This is something I wish I did more of. Volunteering will prepare you for the real world of having to interact not only with fellow employees, but with the “client” or the “customer”. I’ve always wanted to do a study abroad program, or volunteer to teach kids in third world countries, and I strongly encourage you to grab hold of the chances I have yet to take. If traveling isn’t your thing, maybe try being a first year rep for student council. It will help you get to know the school better, and help students who are in the same position as you.
5. Join a club
Being part of a recreational dance team on campus was a great decision. In my first year away from home, I missed dance, and knowing that there was a team I could join to dance, raise money for charity, and make friends along the way, was amazing. There are thousands of groups that spark every interest, so join whatever makes you happy. Plus, it opens you up to new and refreshing friendships.

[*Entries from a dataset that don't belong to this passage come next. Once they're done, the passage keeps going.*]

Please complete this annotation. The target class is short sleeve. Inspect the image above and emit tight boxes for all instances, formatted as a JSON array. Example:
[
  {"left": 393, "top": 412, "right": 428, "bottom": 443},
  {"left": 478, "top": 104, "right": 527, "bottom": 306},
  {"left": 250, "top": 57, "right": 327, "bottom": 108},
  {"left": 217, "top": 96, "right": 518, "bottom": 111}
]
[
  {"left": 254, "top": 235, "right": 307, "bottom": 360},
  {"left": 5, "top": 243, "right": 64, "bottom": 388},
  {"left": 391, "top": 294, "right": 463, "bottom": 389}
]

6. It’s okay to be homesick
I am a huge homebody, and at first, when I would go home on the weekends, I would feel embarrassed because I knew my roommates would make fun of me. But now I realize that it really doesn’t matter what anyone thinks. If you miss your family, count that as a blessing – it means that you always have a support system, and people who will be there with a warm welcome and a home cooked meal.
There is so much to learn in college/university about your studies, your relationships, and most importantly, yourself. Don’t be afraid to take chances, and figure out what will truly make you happy. This is the best time in your life to do anything you want, so always take advantage of the opportunities this beautiful world has to offer.